I like this approach, because I like RAII. However, I am not sure if this is the best approach. Another idea would be to enqueue a callback which is then executed within the context of the main loop. We would need to copy and bind to that callback a significant amount of data, which seems off-putting. Also, access to the queue of callbacks then also need to be locked by a mutex.

@tbnobody I would like to know your opinion on this. Do you like this approach?

@LennartF22 We talked about this briefly. What are your thoughts on this approach?

LennartF22 · 2024-10-17T21:03:48Z

@schlimmchen I have not looked at the changes in detail yet, but it's definitely an improvement.

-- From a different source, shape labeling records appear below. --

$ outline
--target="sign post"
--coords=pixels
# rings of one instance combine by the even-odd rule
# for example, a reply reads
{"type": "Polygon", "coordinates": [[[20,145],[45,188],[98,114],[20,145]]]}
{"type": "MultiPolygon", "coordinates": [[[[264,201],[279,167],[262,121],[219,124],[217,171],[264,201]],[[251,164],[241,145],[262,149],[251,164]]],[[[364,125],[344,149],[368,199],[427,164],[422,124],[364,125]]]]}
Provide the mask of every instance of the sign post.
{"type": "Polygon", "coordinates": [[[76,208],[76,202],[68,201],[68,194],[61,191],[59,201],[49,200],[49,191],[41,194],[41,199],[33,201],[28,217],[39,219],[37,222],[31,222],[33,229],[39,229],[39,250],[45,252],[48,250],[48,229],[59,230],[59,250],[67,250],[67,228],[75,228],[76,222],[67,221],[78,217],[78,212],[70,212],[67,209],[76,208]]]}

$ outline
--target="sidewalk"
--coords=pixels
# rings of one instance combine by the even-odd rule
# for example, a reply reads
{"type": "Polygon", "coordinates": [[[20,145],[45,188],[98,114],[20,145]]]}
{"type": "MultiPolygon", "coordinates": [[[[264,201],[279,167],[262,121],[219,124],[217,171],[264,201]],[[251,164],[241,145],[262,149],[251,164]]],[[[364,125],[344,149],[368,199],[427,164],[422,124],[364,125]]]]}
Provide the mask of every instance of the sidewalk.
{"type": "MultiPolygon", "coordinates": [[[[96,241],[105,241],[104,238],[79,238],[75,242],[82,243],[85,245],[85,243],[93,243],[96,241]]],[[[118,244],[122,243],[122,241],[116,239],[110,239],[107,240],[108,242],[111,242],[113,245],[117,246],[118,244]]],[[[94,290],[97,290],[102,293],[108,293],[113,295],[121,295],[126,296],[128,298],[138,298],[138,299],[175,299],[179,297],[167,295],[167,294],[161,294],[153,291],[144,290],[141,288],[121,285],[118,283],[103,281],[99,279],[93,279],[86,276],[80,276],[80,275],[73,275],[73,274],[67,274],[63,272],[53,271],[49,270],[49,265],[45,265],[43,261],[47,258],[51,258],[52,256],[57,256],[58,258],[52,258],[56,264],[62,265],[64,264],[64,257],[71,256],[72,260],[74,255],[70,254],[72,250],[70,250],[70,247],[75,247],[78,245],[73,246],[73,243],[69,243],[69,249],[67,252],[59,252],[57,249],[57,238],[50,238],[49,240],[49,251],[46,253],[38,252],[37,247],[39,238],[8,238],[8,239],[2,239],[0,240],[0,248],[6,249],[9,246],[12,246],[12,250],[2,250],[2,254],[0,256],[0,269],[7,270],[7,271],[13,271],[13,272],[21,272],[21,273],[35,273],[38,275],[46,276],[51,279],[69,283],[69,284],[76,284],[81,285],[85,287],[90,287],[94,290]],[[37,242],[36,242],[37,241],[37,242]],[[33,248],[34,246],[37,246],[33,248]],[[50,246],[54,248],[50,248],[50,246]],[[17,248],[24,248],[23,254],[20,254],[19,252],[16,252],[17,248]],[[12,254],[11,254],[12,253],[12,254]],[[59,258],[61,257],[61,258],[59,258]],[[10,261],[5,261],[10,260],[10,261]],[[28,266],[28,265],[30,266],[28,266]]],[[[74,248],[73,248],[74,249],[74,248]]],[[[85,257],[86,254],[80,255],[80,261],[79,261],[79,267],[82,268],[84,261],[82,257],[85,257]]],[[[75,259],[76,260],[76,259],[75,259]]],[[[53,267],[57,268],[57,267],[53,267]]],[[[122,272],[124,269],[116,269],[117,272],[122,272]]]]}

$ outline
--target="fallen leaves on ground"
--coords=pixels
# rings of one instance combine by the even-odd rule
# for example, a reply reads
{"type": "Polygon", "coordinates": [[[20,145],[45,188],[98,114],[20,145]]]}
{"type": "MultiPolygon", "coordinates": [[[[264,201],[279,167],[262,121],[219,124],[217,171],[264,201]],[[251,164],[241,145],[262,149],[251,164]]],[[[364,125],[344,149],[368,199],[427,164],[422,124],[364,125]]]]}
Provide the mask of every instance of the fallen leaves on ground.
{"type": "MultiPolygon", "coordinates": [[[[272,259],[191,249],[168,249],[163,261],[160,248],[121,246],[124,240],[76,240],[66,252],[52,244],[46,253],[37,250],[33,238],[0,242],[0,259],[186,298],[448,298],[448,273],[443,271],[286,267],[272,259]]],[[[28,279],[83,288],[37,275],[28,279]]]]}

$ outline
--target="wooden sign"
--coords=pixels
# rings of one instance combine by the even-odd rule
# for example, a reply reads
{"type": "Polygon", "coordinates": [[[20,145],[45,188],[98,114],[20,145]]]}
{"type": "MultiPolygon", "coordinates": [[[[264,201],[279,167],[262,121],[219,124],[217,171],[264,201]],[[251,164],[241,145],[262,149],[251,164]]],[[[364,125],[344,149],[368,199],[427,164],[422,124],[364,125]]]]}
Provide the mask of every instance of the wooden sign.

There are more synchronization issue between the WebApi and the main loop though, like here (if I'm not mistaken):

OpenDTU/src/WebApi_inverter.cpp

Line 144 in dc5eb96

auto inv = Hoymiles.addInverter(inverter->Name, inverter->Serial);

tbnobody · 2024-10-18T06:33:01Z

Looks great! I am just curious if we would ever have to write the config in the context of the main loop (as it will generate a dead lock). Currently I cannot imagine any use case.

schlimmchen · 2024-10-18T19:42:42Z

Thanks for your feedback!

I am just curious if we would ever have to write the config in the context of the main loop (as it will generate a dead lock).

Yes. I saw that, too. If one would inadvertently try to do this, the deadlock would happend when testing the change for the first time, and the config would not be saved at all, so it should be noticed early. And if we need to do that, we can adjust the WriteGuard c'tor to see whether the current task it the main loop task and then only lock the mutex, not waiting for the signal.

Let me polish and double-check this, then I will un-draft this PR (next week).

schlimmchen · 2024-10-18T19:43:57Z

@tbnobody are you passionate about

auto const& config = Configuration.get();

versus

const auto& config = Configuration.get();

or whether it's consistent across the code base?

the configuration write guard is now required when the configuration struct shall be mutated. the write guards locks multiple writers against each other and also, more importantly, makes the writes synchronous to the main loop. all code running in the main loop can now be sure that (1) reads from the configuration struct are non-preemtive and (2) the configuration struct as a whole is in a consistent state when reading from it. NOTE that acquiring a write guard from within the main loop's task will immediately cause a deadlock and the watchdog will trigger a reset. if writing from inside the main loop should ever become necessary, the write guard must be updated to only lock the mutex but not wait for a signal.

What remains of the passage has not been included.